L’attaque se déroule en plusieurs étapes. Dans un premier temps, des utilisateurs reçoivent un mail contenant une pièce jointe, elle-même infectée par le logiciel Upatre. Le but de ce logiciel est uniquement de permettre le téléchargement de Dyre, un programme beaucoup plus dangereux. Lorsque Dyre est téléchargé, il va essayer de se répandre le plus largement possible chez les autres employés de l’entreprise ou les amis de la personne infectée au travers du programme de messagerie Outlook. En parallèle, le logiciel va surveiller le travail de la personne infectée et attendre qu’elle se connecte à un parmi des centaines de sites bancaires que le maliciel est programmé pour surveiller.

 

 

Le voleur au bout du fil 

Et c’est là que cela devient tout à fait nouveau. Lors de la tentative de connexion au site, Dyre va afficher un message indiquant que la connexion et le compte posent un problème et va inviter la personne à contacter un numéro de téléphone.

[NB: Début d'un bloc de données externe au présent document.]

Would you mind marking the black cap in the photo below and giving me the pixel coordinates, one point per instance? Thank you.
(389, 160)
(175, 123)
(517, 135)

Précisons que ceci se passe indépendamment du navigateur utilisé : Chrome, Firefox ou Internet Explorer. En effet, les trois navigateurs ont été usurpés.

En composant le numéro de téléphone, la victime ne va pas tomber sur un centre d’appel mais sur une vraie personne qui va se proposer de « l’aider » à régler son problème. Cette personne en apparence tout à fait bien intentionnée va donc vous demander des informations sur votre compte et pendant que vous discutez avec elle, elle procédera à un transfert de fonds depuis le compte bancaire de l’entreprise vers les propres comptes des criminels. « L’intervention d’un opérateur au téléphone en direct est unique», précise Caleb Barlow, vice-président d’IBM.

 

 

Et un petit DDOS pour bien masquer le tout

Enfin, simultanément au transfert de fonds, le site web de l’entreprise qui vient d’être pillée va être victime d’une attaque en DDOS. Le but de cette attaque est de détourner l’attention des services IT et de sécurité qui seront trop occupés à endiguer cette attaque pour s’occuper d’une escroquerie financière, du moins dans les premiers jours.

On le voit : l’imagination des cybercriminels est débordante. Comme à l’habitude, IBM répète une série de conseils, notamment de ne jamais fournir des informations bancaires à quiconque, les « vraies » banques ne demandant jamais ce type d’informations.